A bunch of performance testing has been completed now. Everything looks ok. Latencies are predictable, though not as tight as we see with RDS Postgres and R2DBC plugin. Main limitation is probably that the client is still HTTP/1 based. Would be interesting to try things when an HTTP/2 client is supported for DynamoDB, or maybe trying with a pipelining client.
Will add some results and screenshots to this issue.
Under provisioned test, where the throughput is higher than the provisioned capacity on the table.
At first DynamoDB will allow the higher throughput, using burst capacity, before throttling the writes.

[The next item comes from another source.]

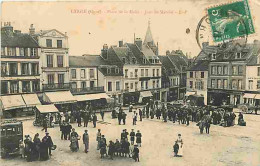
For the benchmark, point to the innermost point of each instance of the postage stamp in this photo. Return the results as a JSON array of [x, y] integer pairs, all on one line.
[[230, 21]]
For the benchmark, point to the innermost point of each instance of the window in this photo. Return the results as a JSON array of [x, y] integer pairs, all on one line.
[[219, 84], [146, 72], [91, 73], [213, 56], [73, 73], [60, 78], [21, 50], [82, 73], [234, 70], [126, 73], [202, 74], [26, 86], [34, 52], [225, 68], [238, 55], [109, 86], [74, 85], [234, 84], [239, 84], [59, 43], [191, 84], [134, 60], [258, 84], [225, 83], [219, 70], [13, 69], [2, 51], [117, 85], [14, 87], [60, 61], [250, 84], [191, 74], [83, 85], [49, 60], [48, 43], [131, 85], [136, 85], [50, 79], [117, 70], [25, 69], [136, 72], [240, 70], [108, 70], [142, 72], [213, 83]]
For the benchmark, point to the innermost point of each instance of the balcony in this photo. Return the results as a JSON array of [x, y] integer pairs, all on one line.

The throttled write errors will retry in the DynamoDB client. In this test, enough progress is made that the journal circuit breaker is not tripped, but requests timing out on ask timeout of 5 seconds.
Test with projections. Providing there are enough resources on the application side, then things can keep up fine. If the deployment is under provisioned, then it can persist events faster than projections can keep up — with projections doing more database work given the additional backtracking queries — consumer lag (wait time in the Cinnamon metrics) will increase, and eventually projections will start failing once it gets too far behind the backtracking window.

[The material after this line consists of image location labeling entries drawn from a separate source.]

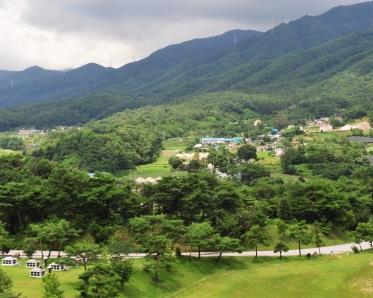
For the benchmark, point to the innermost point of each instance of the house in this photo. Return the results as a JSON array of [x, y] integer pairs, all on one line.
[[217, 141], [37, 273], [258, 122], [326, 127], [32, 264], [56, 267], [149, 180], [279, 152], [10, 261]]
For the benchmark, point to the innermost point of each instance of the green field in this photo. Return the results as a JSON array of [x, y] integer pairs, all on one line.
[[339, 276], [161, 168]]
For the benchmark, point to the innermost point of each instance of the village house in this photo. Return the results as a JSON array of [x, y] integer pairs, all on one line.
[[33, 264], [56, 267], [10, 261], [37, 273]]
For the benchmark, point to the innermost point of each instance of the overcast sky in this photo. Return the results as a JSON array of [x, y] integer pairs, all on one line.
[[60, 34]]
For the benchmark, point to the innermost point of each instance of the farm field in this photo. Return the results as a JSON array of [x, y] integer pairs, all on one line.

In this test run, enough resources to maintain projections. Publishing events disabled at this throughput. Projection envelope source distinguished in the metrics (query, pubsub, or backtracking). The latency spikes part way through should be partition splitting in DynamoDB.
For a hotspot test, a single entity instance hotspot will likely not be throttled, given lower WCU usage. Given an average write latency of 5ms, throughput of a single entity instance can only be 200/s. With larger payloads (consuming more WCUs), or multiple entity hotspots that are mapped to the same partition by DynamoDB, could then also see the partition throughput limit throttling. Throttling errors are retryable, so will retry in the client. Shouldn't necessarily cause client errors, but increased latencies and further limiting the throughput.
eventually projections will start failing once it gets too far behind the backtracking window
Will it eventually catch up if we stop writing at high throughput?
Is this the akka.persistence.dynamodb.query.backtracking.window
?
Or is it akka.projection.dynamodb.offset-store.time-window
?
Maybe we can revisit the windows for dynamodb since there are some differences compared to r2dbc, such as lazy loading of offsets and each BySliceQuery is for a single slice.
Yes, that should've been that it's failing on backtracking once it's outside the offset store time window (5 minutes). Envelopes rejected from backtracking because of unexpected sequence numbers. Doesn't recover. Can be recovered by restarting with a big enough backtracking window. We saw similar with r2dbc as well.
Issues and fixes for projections falling behind are separated out. Projections are the weakest point in terms of performance, requiring plenty of resources. Otherwise I think performance testing is covered. Closing this issue.